Thread: Very Old Piece of Wood
29th Aug 2006, 02:50 PM #1
Very Old Piece of Wood
During drilling operations for the construction site I am curerently working on they discovered some wood in the cores, from 30m down. It was next to some old river bed gravels, not sure how old it is. Our geotechnical guys say around 100,000 years old (but then they say plus or minus 100,000 years!!). Mt Warning was formed millions of years ago around here and back then the old rivers were covererd with lava flows and new rivers formed, so it may be even older.
Anyway, it is 50mm dia and about 5-10mm thick, relatively soft and black (too dark to show any detail in photo). The grain is visible, just, and looks good. There are also some smaller pieces that broke off when the took it out of the core - it would have been originally 25mm thick.
I know of Bog-Oak from Europe, that is up to 10,000 years old. Then there is brown and black coal, and of course diamonds, but they are really really old.
My question is, can it be dried successfully without falling apart? I can stabilise with CA, but surely I have to wait until it's dry first? I'll love to use it, if nothing else, just for the novelty.
Thanks for the thoughts.Neil____________________________________________Every day presents an opportunity to learn something new
29th Aug 2006, 03:08 PM #2
You might like to try contacting staff at one of the major musems for advice. I know that there are a few tricks to keep such things intact. I would think it will probably self destruct unless treated properly.
29th Aug 2006, 03:51 PM #3
You could try some oxalic acid to get rid of that nasty black dead wood...
The beatings will continue until morale improves.
29th Aug 2006, 05:46 PM #4
I've seen wood that was dated at ~ 3million years. Kauri recoved from a coal seam. It wasn't workable, but it was definately wood.
I've got some kauri thats ~50,000 years old, it's perfectly workable and very stable.

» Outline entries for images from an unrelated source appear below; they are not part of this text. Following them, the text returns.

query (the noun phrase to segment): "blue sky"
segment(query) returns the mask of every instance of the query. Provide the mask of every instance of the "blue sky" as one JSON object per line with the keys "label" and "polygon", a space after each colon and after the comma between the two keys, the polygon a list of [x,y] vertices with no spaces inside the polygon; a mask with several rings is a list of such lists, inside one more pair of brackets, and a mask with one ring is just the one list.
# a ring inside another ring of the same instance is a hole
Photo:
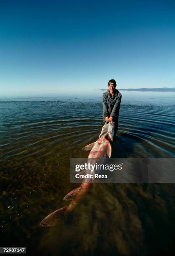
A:
{"label": "blue sky", "polygon": [[0,90],[175,87],[173,0],[1,1]]}

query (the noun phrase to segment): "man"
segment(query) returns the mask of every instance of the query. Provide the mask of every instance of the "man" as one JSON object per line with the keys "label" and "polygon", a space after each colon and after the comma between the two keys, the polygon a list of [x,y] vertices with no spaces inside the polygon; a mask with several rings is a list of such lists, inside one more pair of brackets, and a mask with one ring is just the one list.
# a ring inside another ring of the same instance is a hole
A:
{"label": "man", "polygon": [[116,83],[114,79],[108,82],[108,90],[103,95],[103,123],[113,121],[115,123],[115,133],[118,129],[118,117],[122,95],[116,89]]}

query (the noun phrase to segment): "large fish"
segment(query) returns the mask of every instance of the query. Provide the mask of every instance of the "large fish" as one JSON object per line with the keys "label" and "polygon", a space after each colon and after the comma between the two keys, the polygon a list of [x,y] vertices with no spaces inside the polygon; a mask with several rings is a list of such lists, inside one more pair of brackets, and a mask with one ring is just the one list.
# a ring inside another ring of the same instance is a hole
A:
{"label": "large fish", "polygon": [[[88,158],[88,163],[101,164],[105,158],[110,157],[112,148],[110,142],[112,141],[114,134],[114,123],[112,121],[106,123],[102,127],[102,131],[97,141],[82,148],[84,150],[90,150]],[[91,171],[91,170],[88,169],[83,174],[92,173]],[[94,173],[94,171],[93,172]],[[75,208],[92,182],[92,179],[84,179],[79,187],[71,191],[64,197],[64,200],[71,200],[70,204],[48,215],[41,221],[40,226],[48,227],[56,225],[59,220]]]}

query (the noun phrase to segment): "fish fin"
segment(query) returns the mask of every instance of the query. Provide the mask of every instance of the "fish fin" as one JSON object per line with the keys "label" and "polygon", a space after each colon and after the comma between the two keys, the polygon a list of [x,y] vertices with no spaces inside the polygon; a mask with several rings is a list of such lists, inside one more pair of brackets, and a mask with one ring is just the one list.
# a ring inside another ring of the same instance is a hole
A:
{"label": "fish fin", "polygon": [[63,200],[72,200],[77,195],[78,192],[79,191],[80,188],[78,187],[73,190],[70,191],[68,194],[67,194],[64,197]]}
{"label": "fish fin", "polygon": [[107,155],[108,157],[110,158],[112,154],[112,147],[110,142],[109,141],[108,144],[108,152]]}
{"label": "fish fin", "polygon": [[86,150],[87,151],[89,151],[89,150],[91,150],[92,148],[94,146],[95,142],[93,142],[93,143],[91,143],[91,144],[89,144],[89,145],[87,145],[84,148],[82,148],[82,149],[83,150]]}
{"label": "fish fin", "polygon": [[112,136],[111,133],[108,133],[108,141],[112,141],[113,138]]}

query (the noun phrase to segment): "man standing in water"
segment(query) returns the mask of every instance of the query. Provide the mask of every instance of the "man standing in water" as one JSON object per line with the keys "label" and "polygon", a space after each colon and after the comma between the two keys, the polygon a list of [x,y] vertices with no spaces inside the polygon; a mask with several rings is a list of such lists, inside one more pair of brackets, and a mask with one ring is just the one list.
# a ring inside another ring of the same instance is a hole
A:
{"label": "man standing in water", "polygon": [[108,90],[103,95],[103,123],[113,121],[115,123],[115,133],[118,130],[118,117],[122,95],[116,89],[116,83],[114,79],[108,82]]}

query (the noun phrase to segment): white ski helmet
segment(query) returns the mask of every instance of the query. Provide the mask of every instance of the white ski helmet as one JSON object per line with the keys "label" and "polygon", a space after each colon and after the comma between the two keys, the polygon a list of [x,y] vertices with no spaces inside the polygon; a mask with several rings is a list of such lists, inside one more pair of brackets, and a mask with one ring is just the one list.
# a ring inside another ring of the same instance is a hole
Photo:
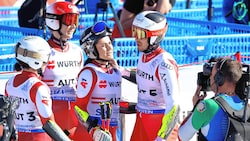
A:
{"label": "white ski helmet", "polygon": [[46,25],[51,30],[60,30],[62,24],[78,26],[79,9],[71,2],[59,1],[46,9]]}
{"label": "white ski helmet", "polygon": [[35,70],[48,62],[50,52],[48,42],[40,36],[25,36],[15,46],[16,59]]}
{"label": "white ski helmet", "polygon": [[99,59],[99,53],[95,44],[105,36],[111,38],[111,29],[103,21],[97,22],[83,31],[80,38],[80,45],[90,59]]}
{"label": "white ski helmet", "polygon": [[149,45],[159,44],[167,30],[167,19],[158,11],[143,11],[133,20],[132,33],[136,38],[148,38]]}

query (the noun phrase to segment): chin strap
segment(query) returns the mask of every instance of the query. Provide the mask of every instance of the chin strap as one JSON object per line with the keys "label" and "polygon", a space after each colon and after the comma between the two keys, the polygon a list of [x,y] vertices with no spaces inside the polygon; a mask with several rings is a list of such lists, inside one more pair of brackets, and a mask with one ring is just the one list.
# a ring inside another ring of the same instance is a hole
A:
{"label": "chin strap", "polygon": [[174,106],[170,112],[164,115],[162,118],[162,126],[161,129],[158,131],[158,137],[163,139],[167,139],[170,133],[173,131],[176,123],[179,119],[180,107]]}

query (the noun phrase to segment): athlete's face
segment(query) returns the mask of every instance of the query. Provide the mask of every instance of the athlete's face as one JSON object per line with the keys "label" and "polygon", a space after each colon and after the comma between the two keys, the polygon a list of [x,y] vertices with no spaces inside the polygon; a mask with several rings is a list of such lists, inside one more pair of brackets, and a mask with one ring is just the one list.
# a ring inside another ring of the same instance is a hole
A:
{"label": "athlete's face", "polygon": [[96,49],[99,53],[99,57],[104,60],[112,60],[113,56],[113,45],[108,36],[105,36],[98,40],[96,43]]}
{"label": "athlete's face", "polygon": [[75,30],[76,30],[75,24],[71,24],[71,25],[62,24],[62,27],[60,30],[62,35],[59,34],[59,31],[52,31],[52,34],[57,39],[60,39],[60,36],[61,36],[63,41],[67,41],[73,37]]}
{"label": "athlete's face", "polygon": [[135,38],[135,41],[136,41],[136,44],[137,44],[137,48],[139,51],[143,52],[145,51],[146,49],[148,49],[148,39],[145,38],[145,39],[137,39]]}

I've also picked up some stray bits that sound similar to yours from the bottom of beach cliffs where it had been burried maybe 50m below ground. While it's a bit brittle and I haven't tried to work it in any way it's still in one piece. Dont know how old that piece is, but if was that deep underground it wasn't buried yesterday.

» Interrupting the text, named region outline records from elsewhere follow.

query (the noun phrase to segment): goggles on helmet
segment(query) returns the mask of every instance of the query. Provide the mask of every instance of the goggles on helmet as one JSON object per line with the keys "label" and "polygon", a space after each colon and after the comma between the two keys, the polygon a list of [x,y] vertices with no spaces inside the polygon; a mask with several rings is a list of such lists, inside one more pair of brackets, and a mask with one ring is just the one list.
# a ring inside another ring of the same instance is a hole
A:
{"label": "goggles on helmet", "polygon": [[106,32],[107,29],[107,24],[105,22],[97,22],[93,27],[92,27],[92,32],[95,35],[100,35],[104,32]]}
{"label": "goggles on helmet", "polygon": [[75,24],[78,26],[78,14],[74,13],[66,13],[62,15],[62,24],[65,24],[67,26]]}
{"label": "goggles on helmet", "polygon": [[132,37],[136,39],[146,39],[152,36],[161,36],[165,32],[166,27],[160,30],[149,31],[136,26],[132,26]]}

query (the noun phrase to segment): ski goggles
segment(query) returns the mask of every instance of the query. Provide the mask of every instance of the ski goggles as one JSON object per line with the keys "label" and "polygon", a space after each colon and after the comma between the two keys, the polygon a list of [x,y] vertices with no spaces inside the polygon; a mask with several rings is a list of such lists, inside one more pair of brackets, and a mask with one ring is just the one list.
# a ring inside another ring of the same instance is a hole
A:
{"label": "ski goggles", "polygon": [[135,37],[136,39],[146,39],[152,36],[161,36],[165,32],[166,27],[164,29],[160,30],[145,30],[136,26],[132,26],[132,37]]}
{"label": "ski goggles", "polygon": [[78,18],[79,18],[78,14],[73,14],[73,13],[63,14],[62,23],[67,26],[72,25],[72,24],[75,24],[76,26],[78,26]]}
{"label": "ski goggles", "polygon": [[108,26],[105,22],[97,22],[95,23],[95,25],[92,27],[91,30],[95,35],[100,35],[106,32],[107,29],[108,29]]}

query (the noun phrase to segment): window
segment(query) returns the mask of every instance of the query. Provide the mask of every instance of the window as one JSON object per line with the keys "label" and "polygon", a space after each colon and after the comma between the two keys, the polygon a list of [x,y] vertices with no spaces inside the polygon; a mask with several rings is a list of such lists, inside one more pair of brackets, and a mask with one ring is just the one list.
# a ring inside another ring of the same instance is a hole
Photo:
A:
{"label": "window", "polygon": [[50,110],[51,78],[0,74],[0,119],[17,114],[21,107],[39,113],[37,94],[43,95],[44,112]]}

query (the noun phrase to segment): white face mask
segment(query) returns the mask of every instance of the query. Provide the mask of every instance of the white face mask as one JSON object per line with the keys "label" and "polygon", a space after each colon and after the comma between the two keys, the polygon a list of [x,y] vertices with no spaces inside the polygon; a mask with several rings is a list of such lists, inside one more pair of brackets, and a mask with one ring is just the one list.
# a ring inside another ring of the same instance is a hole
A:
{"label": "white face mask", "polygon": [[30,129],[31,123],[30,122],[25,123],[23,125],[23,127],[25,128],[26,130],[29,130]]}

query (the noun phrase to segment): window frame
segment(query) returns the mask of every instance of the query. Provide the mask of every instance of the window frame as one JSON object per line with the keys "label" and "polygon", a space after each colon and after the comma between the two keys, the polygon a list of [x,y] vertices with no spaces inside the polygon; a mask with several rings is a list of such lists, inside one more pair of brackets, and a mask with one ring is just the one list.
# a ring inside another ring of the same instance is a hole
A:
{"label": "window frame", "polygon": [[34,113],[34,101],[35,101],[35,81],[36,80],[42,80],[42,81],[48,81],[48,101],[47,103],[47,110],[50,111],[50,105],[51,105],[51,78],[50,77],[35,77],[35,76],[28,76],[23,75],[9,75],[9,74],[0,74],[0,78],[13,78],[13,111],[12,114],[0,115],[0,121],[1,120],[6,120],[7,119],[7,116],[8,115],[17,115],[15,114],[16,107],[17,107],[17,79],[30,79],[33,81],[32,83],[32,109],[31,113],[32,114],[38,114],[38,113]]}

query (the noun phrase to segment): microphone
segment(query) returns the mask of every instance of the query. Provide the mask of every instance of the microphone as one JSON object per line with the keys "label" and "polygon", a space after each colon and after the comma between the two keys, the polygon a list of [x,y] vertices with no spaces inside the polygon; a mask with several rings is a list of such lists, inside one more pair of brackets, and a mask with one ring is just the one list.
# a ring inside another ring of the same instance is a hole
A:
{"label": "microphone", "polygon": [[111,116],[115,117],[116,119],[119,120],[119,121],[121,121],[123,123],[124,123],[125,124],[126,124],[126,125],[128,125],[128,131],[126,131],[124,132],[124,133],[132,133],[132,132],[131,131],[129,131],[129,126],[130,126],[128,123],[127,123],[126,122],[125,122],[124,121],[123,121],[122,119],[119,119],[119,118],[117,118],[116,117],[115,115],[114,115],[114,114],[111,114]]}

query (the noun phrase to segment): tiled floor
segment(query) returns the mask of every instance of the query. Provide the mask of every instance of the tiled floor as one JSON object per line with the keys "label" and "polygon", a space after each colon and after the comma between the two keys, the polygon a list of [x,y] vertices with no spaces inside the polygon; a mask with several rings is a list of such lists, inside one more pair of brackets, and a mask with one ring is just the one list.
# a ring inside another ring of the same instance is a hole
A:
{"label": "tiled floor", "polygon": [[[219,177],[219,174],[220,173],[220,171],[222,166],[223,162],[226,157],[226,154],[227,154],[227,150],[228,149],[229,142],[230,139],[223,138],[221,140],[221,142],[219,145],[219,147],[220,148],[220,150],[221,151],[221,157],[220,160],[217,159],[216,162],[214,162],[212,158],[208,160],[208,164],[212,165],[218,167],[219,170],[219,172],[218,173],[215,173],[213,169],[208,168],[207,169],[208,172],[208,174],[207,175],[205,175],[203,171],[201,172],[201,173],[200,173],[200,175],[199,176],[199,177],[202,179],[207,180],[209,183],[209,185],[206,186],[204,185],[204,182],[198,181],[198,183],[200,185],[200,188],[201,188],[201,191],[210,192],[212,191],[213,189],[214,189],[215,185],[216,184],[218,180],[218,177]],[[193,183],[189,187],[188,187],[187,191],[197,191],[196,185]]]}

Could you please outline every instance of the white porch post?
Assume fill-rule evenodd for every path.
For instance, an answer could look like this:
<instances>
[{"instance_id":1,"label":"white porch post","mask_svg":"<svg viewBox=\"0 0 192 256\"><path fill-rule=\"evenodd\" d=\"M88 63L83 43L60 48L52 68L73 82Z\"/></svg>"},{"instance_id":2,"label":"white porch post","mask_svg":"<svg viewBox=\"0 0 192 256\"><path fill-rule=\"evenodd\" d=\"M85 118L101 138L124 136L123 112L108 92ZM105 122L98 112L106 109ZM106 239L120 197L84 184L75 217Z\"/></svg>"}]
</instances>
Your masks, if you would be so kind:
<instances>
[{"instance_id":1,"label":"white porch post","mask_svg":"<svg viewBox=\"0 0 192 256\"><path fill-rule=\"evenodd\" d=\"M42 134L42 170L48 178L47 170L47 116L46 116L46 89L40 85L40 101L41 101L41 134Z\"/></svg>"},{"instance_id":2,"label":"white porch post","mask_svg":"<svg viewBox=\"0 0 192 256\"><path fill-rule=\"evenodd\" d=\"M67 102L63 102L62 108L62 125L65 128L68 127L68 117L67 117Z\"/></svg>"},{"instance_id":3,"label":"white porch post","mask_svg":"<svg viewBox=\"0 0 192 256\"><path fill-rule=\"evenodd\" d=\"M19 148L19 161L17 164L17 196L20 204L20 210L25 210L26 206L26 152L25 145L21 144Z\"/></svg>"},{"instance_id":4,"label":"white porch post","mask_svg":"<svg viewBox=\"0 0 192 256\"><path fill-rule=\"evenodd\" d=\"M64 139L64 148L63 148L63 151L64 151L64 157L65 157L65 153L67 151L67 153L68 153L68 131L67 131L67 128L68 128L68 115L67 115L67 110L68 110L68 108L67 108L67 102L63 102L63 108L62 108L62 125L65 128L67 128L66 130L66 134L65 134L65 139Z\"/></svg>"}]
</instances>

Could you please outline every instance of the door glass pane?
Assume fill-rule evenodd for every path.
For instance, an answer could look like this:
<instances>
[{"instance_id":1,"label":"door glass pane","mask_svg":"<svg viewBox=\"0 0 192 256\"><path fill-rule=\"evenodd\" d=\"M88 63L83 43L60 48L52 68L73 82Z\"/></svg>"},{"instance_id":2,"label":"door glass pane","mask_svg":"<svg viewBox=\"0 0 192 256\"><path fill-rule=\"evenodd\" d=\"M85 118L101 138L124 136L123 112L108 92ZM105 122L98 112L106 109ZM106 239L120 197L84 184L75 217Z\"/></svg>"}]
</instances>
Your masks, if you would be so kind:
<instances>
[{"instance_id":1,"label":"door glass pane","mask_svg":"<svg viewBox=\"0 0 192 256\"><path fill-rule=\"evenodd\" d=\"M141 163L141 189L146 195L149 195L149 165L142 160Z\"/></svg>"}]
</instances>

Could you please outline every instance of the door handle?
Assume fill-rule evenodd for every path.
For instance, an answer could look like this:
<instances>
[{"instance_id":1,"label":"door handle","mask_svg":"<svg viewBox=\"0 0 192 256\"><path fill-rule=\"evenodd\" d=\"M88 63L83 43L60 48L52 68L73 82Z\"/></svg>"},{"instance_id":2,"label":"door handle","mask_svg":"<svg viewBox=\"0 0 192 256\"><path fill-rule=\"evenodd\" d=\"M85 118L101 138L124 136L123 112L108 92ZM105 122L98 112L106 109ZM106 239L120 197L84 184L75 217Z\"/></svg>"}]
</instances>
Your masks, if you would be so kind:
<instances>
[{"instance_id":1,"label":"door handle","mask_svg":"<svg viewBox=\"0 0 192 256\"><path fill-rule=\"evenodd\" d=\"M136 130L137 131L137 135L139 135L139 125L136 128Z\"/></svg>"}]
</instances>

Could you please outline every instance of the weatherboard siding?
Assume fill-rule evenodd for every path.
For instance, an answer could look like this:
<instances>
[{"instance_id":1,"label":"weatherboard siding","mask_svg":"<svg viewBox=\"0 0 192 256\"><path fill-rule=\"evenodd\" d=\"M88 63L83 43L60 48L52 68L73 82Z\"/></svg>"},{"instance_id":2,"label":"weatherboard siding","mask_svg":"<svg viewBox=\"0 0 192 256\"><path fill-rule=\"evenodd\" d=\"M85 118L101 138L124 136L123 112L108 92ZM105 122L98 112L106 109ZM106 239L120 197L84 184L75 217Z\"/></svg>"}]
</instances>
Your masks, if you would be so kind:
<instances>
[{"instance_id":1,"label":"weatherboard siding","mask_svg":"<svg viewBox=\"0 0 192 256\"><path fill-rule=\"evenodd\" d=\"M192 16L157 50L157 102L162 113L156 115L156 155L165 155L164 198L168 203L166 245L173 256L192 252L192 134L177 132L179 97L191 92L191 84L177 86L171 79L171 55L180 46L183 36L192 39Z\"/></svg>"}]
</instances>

I think just let it dry out and see what happens :confused:
29th Aug 2006, 05:52 PM #5
29th Aug 2006, 05:54 PM #6Registered
Originally Posted by AlexS
- Join Date
- Aug 2003
29th Aug 2006, 06:13 PM #7
When I worked in the open cut, there were often humongous trees preserved in amazing detail in the coal face. All made of coal, of course, and they'd just crumble away to dust after a few days exposure to the elements.
But being both a long-time woodie and rock-hound, they had a fascination for me... many's the time the foreman came down to give me a blast 'cos I "took too long cleaning my dozers' tracks."
Just as well I wasn't a turner back then... it'd be awful hard to explain just why my lathe was covered in coal dust.
- Andy Mc (AKA "Ghost who posts." )
29th Aug 2006, 06:34 PM #8
Smart thing would be NOT to try to turn it :eek: ... just my thoughts
Ive found some great opalite and bits of ancient trees out in the desert at the mine while wandering around in the mullock dumps... yeah yeah forman and shiftboss had a chocolate fit yellin an screamin about "not allowed to take personal standdowns" "should be at work not muckin about wanderin all over the place" and other such nonscence but thats per normal... me I love wanderin around checking out rocks and such... good fun and breaks the tediumBelieve me there IS life beyond marriage!!! Relax breathe and smile learn to laugh again from the heart so it reaches the eyes!!
29th Aug 2006, 07:00 PM #9.
- Join Date
- Feb 2006
It will definitely disintegrate unless it is treated.
If you already have it out in the open I would immediately place it in some polyethlyene glycol (PEG) and leave it there until you can get some professional advice about it. My understanding is you let it soak in PEG for a year or so and change the PEG every few months, this will replace the water in the wood structure with PEG, then when you dry it out some of the EG stays behind and stops the wood from disintegrating. Unfortunately it will leave the wood slight tacky. Anyway seek pro advice if you are interested in doing this to have a lasting piece.
29th Aug 2006, 07:54 PM #10
Thanks for the advise, I think I will contact the museum. I have it sealed in plastic in a dark corner of my office at the moment. Being impatient, I can't wait too long, but agree it will probably disintegrate if I leave it to dry out alone.
I have quite a few little pieces, so I have the opportunity to try a few different things.Neil____________________________________________Every day presents an opportunity to learn something new
30th Aug 2006, 08:30 AM #11Senior Member
- Join Date
- Apr 2004
- United States
Why don't you try getting ahold of these folks: http://www.ancientwood.com/
They've been drying 50K yr old Kauri for a long time so I'm betting they'd know how to do it if anyone.
I have 2 pieces of that Kauri waiting to become something, and it didn't disintigrate.